After a while of this, though, I was becoming too tired to work out hard on the weekends. I would find myself in bed from the time my shift ended on Thursday until Monday morning when it was time to work out again. To compensate, I would work out harder on the weekdays, knowing that for some reason, I was going to be too tired after work ended on Thursday.
What I found out later, was that I was living off of adrenaline and cortisol Monday through Thursday and as soon as the trigger for fight-or-flight (work, mom duties, things I was accountable to others for) was gone, I no longer had that keeping me running, and I would crash until the trigger was back on Monday morning. This was flooding my system with cortisol. So, so, so hard on the immune system. And what happens when the immune system is overworked? I got sick and tired. So around and around and around I went.
I found it necessary to do 3 things:
Be willing to let some things go.
Be open to fatigue as a signal.
Ask different questions.
1. Be willing to let some things go:
The first thing to go needed to be the idea that I had to earn some rest. If I could give myself permission to rest before it became imminent, I found that my energy began to come back.
I had to let go of the idea that my body was something I needed to bring into compliance. I always assumed that if I didn't push myself, I would stop or slow down. What I found is that this just isn't my nature. If I listened to my body's signals to rest, as soon as I got the rest I needed, I naturally wanted to go.
On the flip-side of that coin, I had to let go of the idea that I needed to spend all of the energy that I had when I had it. It took a while to find the balance between going and stopping. I noticed that when I had energy, I would be so excited, I would go hard like I used to. It would feel so good!....until it didn't. My reserves were shorter than they used to be, but I found that if I eased off before I got too tired, I would need less time to recover. It took some trial and error to see where my threshold was, but I found that as I listened and actively kept track of what my signals were, I became pretty good at balancing things. You can too.

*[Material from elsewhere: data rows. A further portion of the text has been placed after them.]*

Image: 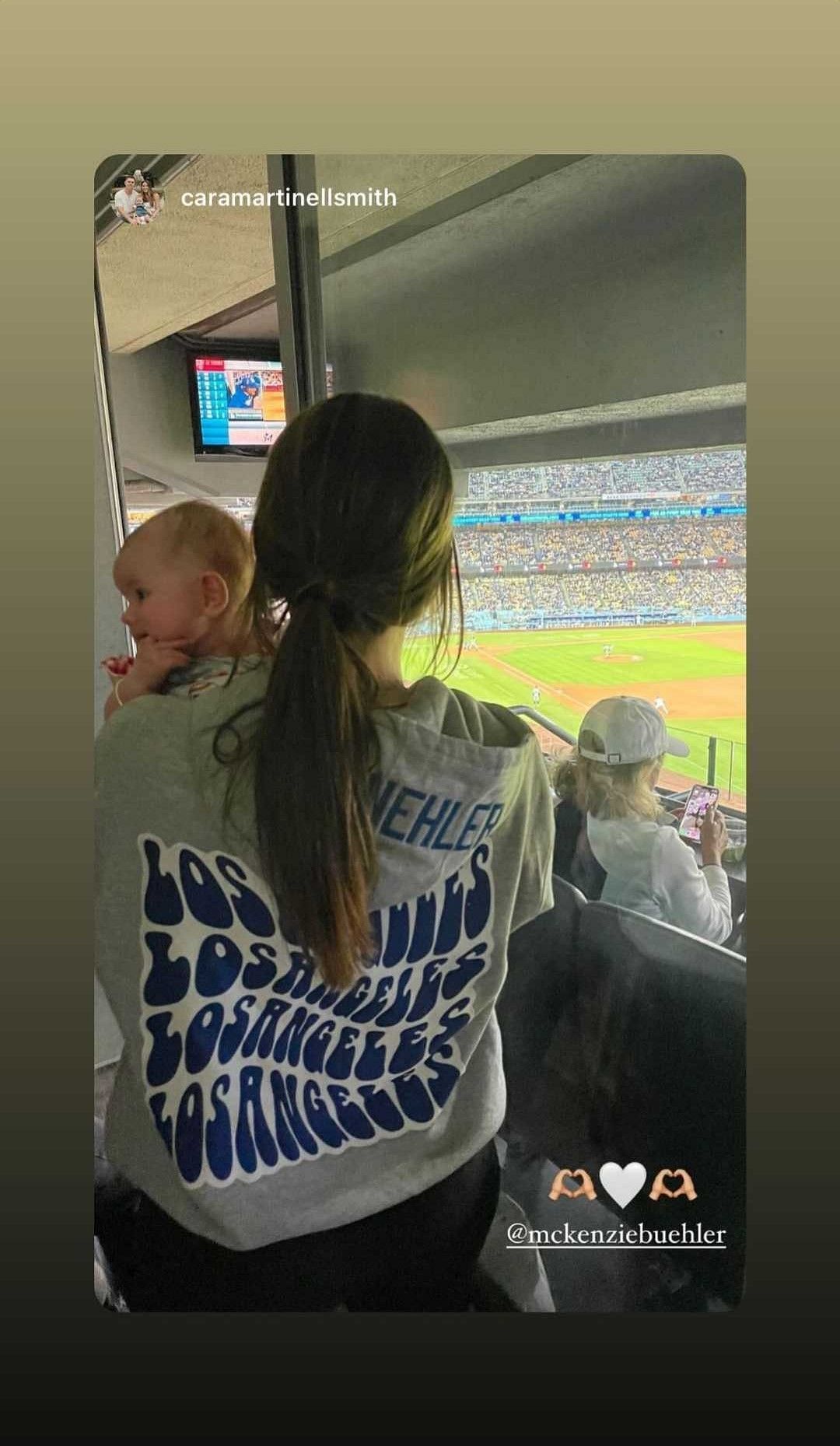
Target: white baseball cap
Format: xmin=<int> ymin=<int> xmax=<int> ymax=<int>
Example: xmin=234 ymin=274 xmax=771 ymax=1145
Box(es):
xmin=579 ymin=697 xmax=688 ymax=764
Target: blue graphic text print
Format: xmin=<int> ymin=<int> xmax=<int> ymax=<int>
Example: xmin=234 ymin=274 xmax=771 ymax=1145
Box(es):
xmin=138 ymin=835 xmax=496 ymax=1187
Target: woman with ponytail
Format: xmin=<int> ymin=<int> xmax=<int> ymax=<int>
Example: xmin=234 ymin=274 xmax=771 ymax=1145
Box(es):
xmin=97 ymin=395 xmax=552 ymax=1310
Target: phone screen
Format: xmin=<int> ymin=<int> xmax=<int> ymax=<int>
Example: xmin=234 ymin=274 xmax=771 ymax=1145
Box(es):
xmin=680 ymin=784 xmax=720 ymax=843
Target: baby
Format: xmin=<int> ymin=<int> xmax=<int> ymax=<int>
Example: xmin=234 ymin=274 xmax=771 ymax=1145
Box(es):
xmin=104 ymin=502 xmax=263 ymax=719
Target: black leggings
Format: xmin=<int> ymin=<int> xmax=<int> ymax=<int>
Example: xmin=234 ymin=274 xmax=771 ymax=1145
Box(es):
xmin=103 ymin=1141 xmax=499 ymax=1311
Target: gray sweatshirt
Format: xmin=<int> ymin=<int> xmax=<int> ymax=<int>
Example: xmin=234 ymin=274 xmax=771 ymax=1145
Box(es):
xmin=96 ymin=663 xmax=552 ymax=1249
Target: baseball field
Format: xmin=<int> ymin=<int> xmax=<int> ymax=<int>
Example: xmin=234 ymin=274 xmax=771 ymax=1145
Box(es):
xmin=406 ymin=623 xmax=746 ymax=807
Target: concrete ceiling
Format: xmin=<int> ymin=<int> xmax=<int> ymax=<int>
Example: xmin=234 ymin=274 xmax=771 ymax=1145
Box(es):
xmin=97 ymin=155 xmax=579 ymax=353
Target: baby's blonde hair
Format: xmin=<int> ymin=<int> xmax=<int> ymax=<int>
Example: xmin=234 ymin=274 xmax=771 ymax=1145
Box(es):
xmin=554 ymin=729 xmax=665 ymax=820
xmin=124 ymin=502 xmax=254 ymax=614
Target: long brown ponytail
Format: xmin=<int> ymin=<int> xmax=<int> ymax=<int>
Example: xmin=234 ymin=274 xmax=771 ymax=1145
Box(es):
xmin=217 ymin=394 xmax=463 ymax=988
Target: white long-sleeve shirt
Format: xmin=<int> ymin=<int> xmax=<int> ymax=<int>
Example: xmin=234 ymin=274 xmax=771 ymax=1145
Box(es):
xmin=587 ymin=814 xmax=732 ymax=944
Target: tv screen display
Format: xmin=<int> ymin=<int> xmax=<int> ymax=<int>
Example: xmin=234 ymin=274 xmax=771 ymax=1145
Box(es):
xmin=190 ymin=354 xmax=333 ymax=457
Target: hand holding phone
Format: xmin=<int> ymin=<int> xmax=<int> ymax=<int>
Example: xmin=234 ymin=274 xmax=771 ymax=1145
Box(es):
xmin=700 ymin=804 xmax=729 ymax=865
xmin=680 ymin=784 xmax=726 ymax=843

2. Be open to fatigue as a signal
I had to stop doing things that stopped the signal for fatigue. Rather than seeing it as another obstacle that I needed to get through, I needed to see it as a signal, like a check-engine light for low oil. Especially for those of you who are athletes, we know how to bypass fatigue. It may look like distraction, setting a finish like (I'll rest after _____ is done), caffeine, keeping busy, guilt, whatever it is, it's keeping us from paying attention to what is actually going to gain us more energy in the long run. It just feels like stopping or giving up. It's not. It's a way of loving this body of yours.
3. Ask different questions.
When moving through a physical challenge, there is always a mental challenge. The mind is programmed to keep us safe, and often goes to the worst-case scenario. If you are anything like me, I found myself thinking things like, "What if it is always like this?", "What if I can't be available for my kids?", "What if I can't work out anymore?". If you have found these kinds of thoughts in your head too, it's okay. It's natural. You can thank your mind for trying to keep you safe and move to another line. One that serves you better. Other questions that served me better were, "What can I do for my family today?", "What can I do to enjoy today?", and "What can I do to be active today?"

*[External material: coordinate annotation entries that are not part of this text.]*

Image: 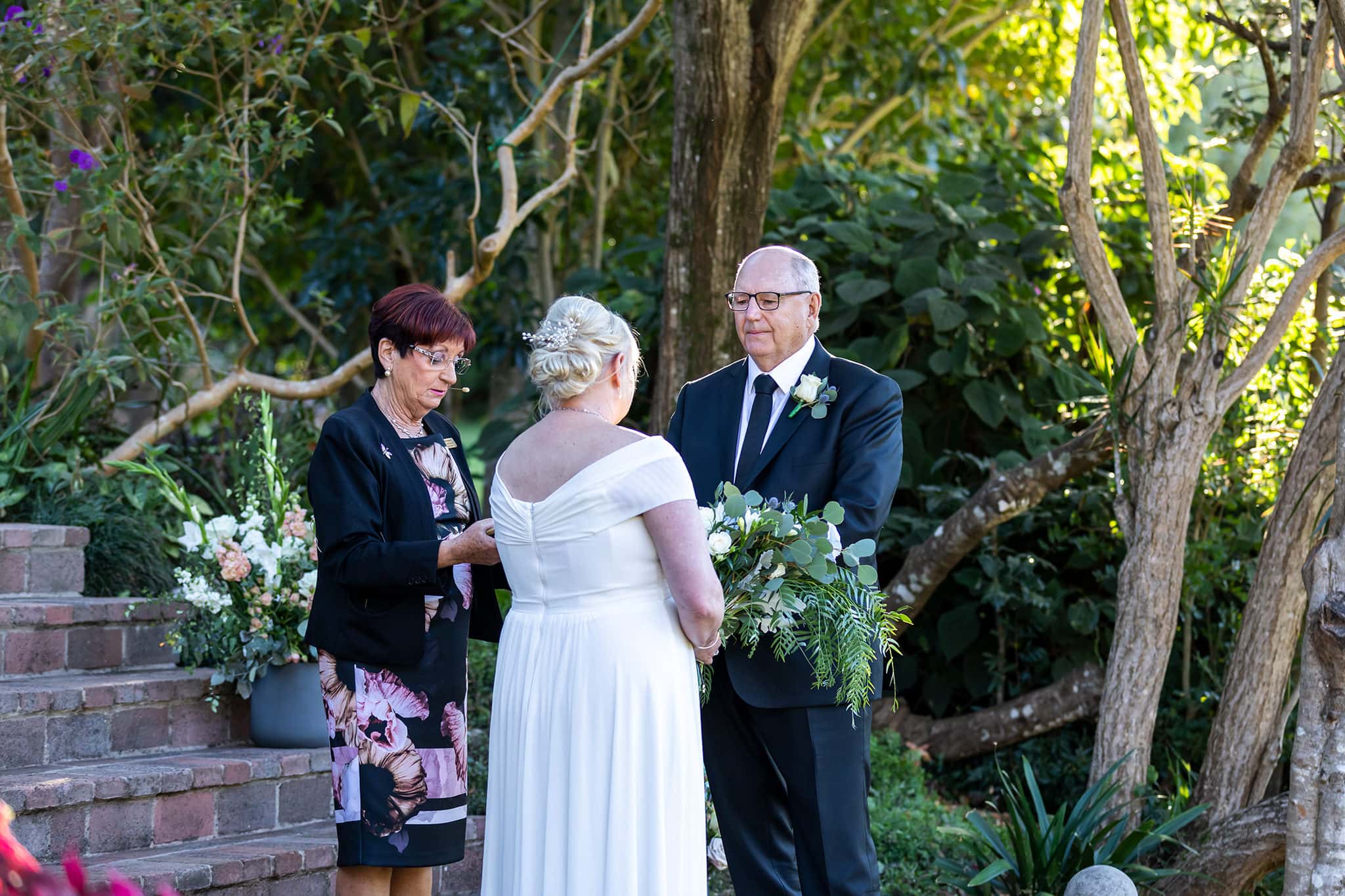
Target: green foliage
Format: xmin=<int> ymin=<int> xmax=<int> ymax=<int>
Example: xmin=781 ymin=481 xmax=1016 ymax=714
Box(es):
xmin=19 ymin=477 xmax=176 ymax=597
xmin=869 ymin=732 xmax=963 ymax=896
xmin=939 ymin=759 xmax=1205 ymax=896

The mind is also made to search for conclusions. If I am wondering how this will end, it will come up with something, probably pretty depressing. And so I gave it an ending so it would quit wondering. I told it I was going to be active and healthy again and then gave it a new focus. I began asking, "How does someone with autoimmunity get things done?" There is no question anymore that it's not going to happen. Now it has a new bone to chew on and I can sit back and watch my mind, this amazing, efficient, calculating tool, get to work. And it does! Next week I'll share some of the strategies that have helped me get things done in a new way, and be thinking of yours too. I'd love to know how you have figured things out along the way.
We don't need to do things alone. We are all learning and can help each other along.